/zeromon

Primary LanguagePython

Zeromon

About

I was looking for simple, lightweight, server monitoring tools. My hosting provider has been sending me emails telling my server has been rebooted due to going over its memory quota (Though it never actually does get rebooted, every time I get one of those emails, the uptime is still measured in days), but the monitoring they provide never shows me over half my quota, and usually under 1/3rd. So, I've probably got some very brief spikes going on that are below the granularity of the tools they give me, but still triggering alerts from their automated systems.

I had some goals:

  • It shouldn't take more than 5 minutes to install and configure
  • It should graph, in a browser, my server's overall memory utilization with a granularity of 5 seconds or better
  • If I see a spike, I should be able to easily figure out what process(es) caused it

I basically gave up after failing to build, install, or configure several different packages. I'm still certain the package I wanted exists. But I'm a programmer, dammit, I'll just write my own thing. So here it is. If you try to use it, it will probably fail the first requirement, it relies on things I already have lying around:

  • luajit
  • buzz (another project of mine, a lua web framework)
  • zeromq, plus python AND lua bindings for same

Plus it only monitors one thing and has no configuration to speak of. It does what I needed it to, that's all.

Running it

  • On your server to be monitored, run python server.py

  • On any machine that can talk to the server, modify buzzclient/webmon.lua to point to your server. You can run it on the same machine as the server if you want, but if you're concerned with memory usage, why run even more stuff on that server?

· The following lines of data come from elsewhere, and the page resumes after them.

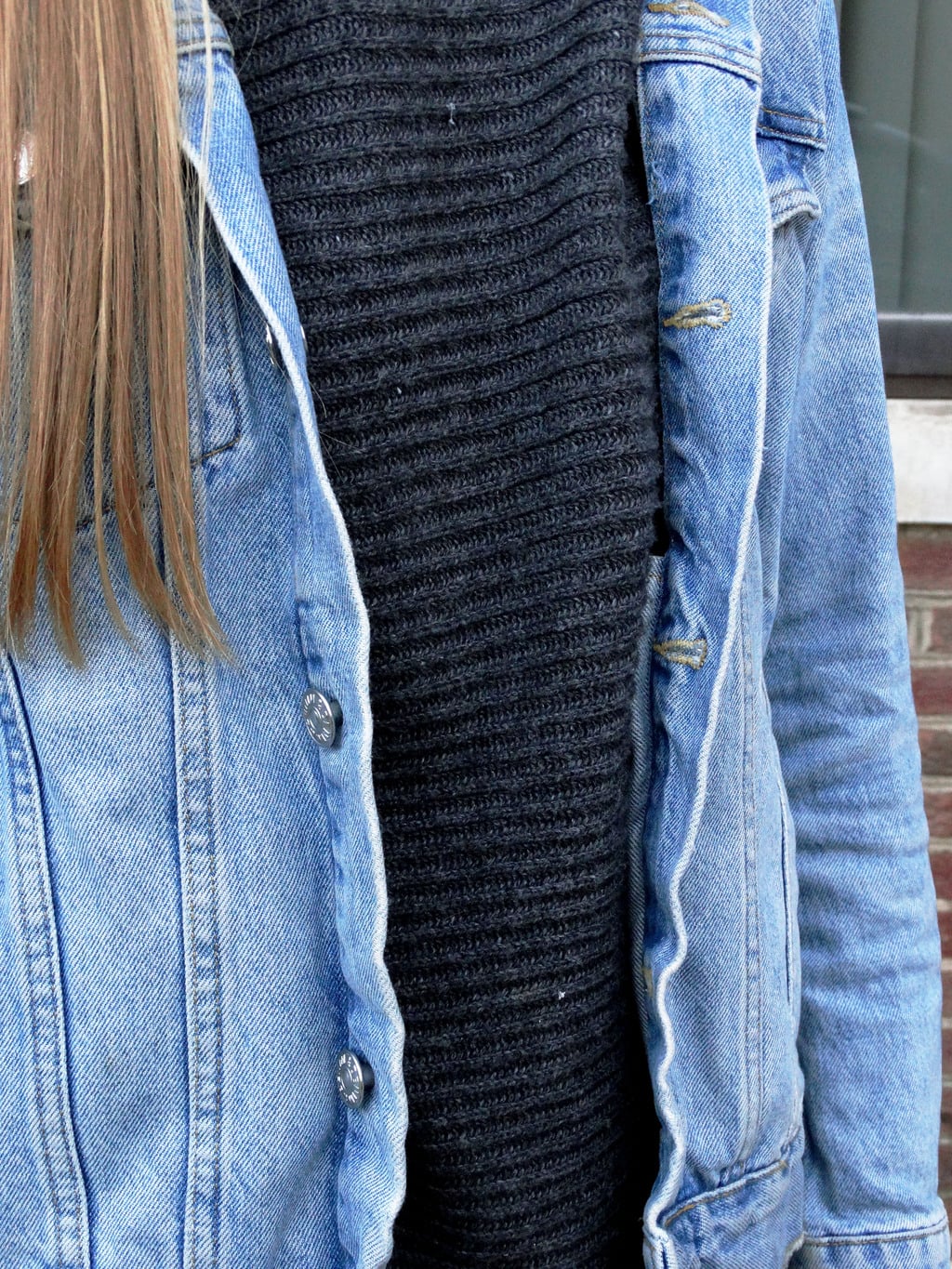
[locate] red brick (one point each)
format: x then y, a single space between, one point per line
938 813
932 688
935 745
927 559
942 873
941 639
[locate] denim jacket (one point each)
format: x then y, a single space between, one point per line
192 886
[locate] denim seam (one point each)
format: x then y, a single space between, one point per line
729 1191
673 1120
753 984
219 45
795 139
200 857
44 1071
37 1081
698 59
834 1240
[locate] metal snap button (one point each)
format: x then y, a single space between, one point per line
354 1077
273 350
323 716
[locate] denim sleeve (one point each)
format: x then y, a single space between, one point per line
838 674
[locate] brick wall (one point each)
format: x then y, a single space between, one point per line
927 567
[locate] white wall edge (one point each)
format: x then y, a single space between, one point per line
921 456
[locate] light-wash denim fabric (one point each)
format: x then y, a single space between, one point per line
193 893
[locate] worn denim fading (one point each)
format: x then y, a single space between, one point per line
193 895
789 951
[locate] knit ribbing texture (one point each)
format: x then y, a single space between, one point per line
457 192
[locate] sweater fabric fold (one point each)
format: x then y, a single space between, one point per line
457 190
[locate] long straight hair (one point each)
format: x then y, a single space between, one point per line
89 98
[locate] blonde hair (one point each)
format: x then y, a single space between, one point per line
93 83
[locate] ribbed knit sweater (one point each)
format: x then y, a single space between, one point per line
456 188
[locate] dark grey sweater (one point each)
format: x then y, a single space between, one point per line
457 192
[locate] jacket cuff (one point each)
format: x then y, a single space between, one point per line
923 1249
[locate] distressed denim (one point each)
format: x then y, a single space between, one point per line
193 893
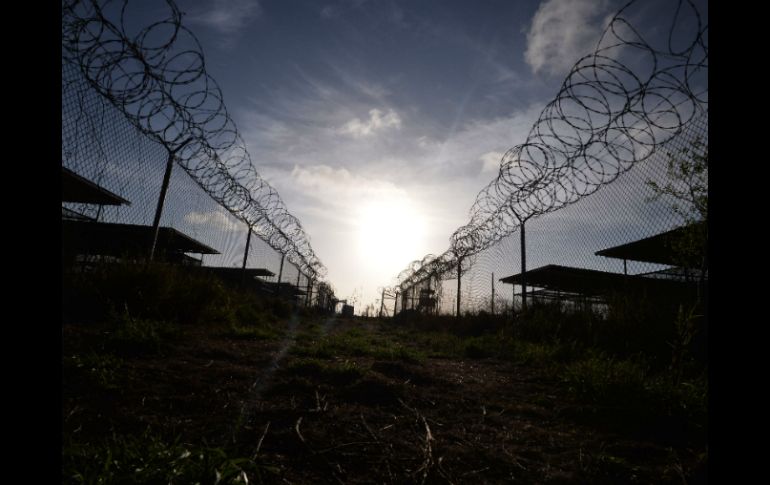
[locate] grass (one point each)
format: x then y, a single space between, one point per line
355 343
102 369
250 332
149 459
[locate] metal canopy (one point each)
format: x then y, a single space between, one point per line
587 281
102 238
661 248
75 188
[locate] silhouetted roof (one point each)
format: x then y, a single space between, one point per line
284 287
227 272
587 281
660 249
75 188
102 238
564 278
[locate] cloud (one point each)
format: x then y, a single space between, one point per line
491 162
216 219
562 32
330 12
376 122
227 17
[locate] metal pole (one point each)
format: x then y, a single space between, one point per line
161 200
459 267
523 269
246 252
395 305
246 255
280 274
493 293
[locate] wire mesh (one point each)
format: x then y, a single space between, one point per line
581 180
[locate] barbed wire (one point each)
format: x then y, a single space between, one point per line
155 75
607 117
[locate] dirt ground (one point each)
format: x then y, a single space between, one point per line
363 419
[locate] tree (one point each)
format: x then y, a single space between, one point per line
687 189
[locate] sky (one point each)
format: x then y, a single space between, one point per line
378 121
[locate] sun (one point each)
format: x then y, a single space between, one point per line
391 233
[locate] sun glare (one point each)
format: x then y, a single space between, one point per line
391 233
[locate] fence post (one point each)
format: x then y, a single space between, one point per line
493 293
523 269
395 305
161 201
246 254
280 274
459 274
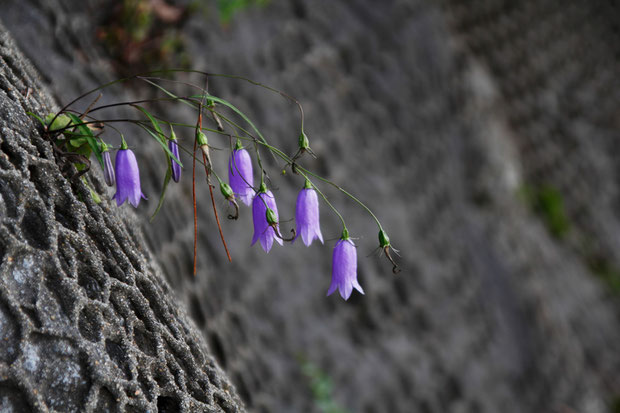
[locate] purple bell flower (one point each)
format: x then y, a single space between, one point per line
176 167
307 215
344 268
262 230
127 177
240 174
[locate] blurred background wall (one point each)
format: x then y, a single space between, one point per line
486 136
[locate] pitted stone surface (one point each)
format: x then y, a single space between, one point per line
437 115
87 324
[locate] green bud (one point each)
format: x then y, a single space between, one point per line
201 138
61 122
271 217
304 143
384 240
226 190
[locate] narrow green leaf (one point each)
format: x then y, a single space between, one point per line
162 144
237 111
88 135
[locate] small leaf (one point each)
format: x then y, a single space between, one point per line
88 135
160 136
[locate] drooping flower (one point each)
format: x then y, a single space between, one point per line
108 169
344 268
263 204
127 177
240 174
174 148
307 215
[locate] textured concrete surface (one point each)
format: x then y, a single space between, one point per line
87 322
439 115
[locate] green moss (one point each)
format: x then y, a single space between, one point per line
547 202
228 8
139 41
321 387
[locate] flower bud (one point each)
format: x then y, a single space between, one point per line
304 143
226 191
108 169
176 167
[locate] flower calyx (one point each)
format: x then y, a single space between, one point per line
384 244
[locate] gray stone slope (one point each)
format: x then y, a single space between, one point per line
440 116
87 323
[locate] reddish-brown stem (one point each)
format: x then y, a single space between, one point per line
194 202
217 219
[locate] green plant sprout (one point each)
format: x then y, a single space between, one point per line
79 136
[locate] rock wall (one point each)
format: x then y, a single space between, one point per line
441 116
87 322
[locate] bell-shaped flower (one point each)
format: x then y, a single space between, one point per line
127 177
265 204
240 174
108 169
344 268
307 215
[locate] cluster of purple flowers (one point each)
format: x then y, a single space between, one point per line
264 208
266 227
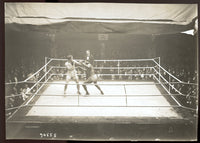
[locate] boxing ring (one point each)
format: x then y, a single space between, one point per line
133 94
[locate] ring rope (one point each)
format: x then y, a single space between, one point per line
108 67
51 59
168 91
37 91
167 72
168 82
38 71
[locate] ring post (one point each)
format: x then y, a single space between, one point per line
118 66
159 67
45 69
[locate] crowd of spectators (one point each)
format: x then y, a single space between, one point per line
106 70
188 88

  • Run webmon.lua with luajit

  • Point a browser at http://(machine-with-webmon):9901/index.html

  • Behold your memory usage!

  • Watch the output from webmon.lua too to see the top 5 processes by memory usage at each tick. Not in the web interface (yet?)

You can also run client.py if you JUST want to watch the raw sample data.

For the curious

The big spikes I've identified using this so far are from php processes, not the django apps I was kind of expecting to be the problem spots. Which narrows it down to one of four wordpress blogs on the server (None of them are high traffic, and two of them are practically invisible to the world). Loading the main pages myself causes spikes too, but not as big as some of the others I've seen. There must be something that causes larger memory usage that users are doing, perhaps spam comments getting blocked automatically, for example. I haven't tried to correlate it with the rest of my logs yet.